Once you’ve had sepsis, you’re at risk of developing it again in the future.
Sepsis Treatment and Prevention
The body is a natural shield from infection but can still be challenged due to infection. There are many different types of treatment for sepsis depending on the severity of the condition.
In mild cases, antibiotics may be all that is necessary to clear the infection. More severe cases may require hospitalisation and aggressive supportive care, including intravenous fluids and medications to stabilise blood pressure. In the most severe cases, sepsis can lead to organ failure and death.
The best way to prevent sepsis is to avoid infections in the first place. Good hygiene, prompt treatment of illnesses, and vaccinations can all help reduce your risk of developing sepsis.

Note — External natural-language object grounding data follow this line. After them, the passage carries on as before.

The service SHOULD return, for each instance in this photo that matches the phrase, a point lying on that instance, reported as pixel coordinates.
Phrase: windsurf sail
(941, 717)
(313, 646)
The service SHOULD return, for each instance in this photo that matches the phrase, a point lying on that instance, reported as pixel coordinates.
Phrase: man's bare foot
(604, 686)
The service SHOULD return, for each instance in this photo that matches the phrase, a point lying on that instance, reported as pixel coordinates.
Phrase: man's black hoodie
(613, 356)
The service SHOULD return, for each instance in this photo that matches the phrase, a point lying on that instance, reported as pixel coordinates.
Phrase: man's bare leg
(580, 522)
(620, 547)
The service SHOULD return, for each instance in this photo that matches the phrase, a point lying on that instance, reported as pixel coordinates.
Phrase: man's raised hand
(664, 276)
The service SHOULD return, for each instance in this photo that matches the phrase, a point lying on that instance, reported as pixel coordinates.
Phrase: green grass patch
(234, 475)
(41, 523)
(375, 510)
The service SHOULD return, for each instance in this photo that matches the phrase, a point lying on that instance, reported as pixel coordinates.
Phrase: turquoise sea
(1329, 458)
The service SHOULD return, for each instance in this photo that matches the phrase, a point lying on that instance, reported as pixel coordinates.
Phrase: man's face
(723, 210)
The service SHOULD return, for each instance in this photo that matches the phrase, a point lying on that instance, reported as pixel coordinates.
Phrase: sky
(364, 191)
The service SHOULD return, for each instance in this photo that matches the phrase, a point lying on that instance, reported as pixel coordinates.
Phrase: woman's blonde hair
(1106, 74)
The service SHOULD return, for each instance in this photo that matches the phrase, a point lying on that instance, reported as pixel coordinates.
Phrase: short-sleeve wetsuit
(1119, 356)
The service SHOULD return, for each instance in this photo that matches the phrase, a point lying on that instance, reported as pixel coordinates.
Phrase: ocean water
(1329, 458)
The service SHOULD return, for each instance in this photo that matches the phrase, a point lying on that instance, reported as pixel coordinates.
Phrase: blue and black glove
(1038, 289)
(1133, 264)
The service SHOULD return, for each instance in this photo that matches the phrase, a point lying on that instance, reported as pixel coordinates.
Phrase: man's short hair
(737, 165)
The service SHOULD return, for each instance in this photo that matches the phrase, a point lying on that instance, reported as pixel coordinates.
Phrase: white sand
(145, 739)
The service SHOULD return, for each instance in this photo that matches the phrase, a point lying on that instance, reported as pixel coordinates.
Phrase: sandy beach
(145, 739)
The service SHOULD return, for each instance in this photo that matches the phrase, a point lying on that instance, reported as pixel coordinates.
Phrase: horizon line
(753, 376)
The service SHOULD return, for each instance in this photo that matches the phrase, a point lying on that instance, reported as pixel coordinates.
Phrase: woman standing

Are There First Aid Steps for Sepsis?
Sepsis can become an emergency case if it is not detected early and the person’s condition worsens and progresses to septic shock. There are steps you can take if you suspect someone has sepsis.
- Assess the person’s signs and symptoms of sepsis.
- Call 000 or go to the nearest emergency room if you suspect it is sepsis.
- Follow the instructions of medical professionals until help arrives.
- Make sure the patient is hydrated by letting him or her drink plenty of fluids.
- Monitor the patient’s condition.
A Cnr Ferry Rd and, Cotlew St E, Southport 4215 first aid certification is required and beneficial in the workplace, can be useful at home and in the community setting. For more information, contact CPR First Aid RTO 21903.
In conclusion, sepsis is life-threatening to anyone but can be difficult to detect early on. Therefore, it is imperative to be aware of the causes so that proper preventive measures can be put into place for everyone’s health and safety.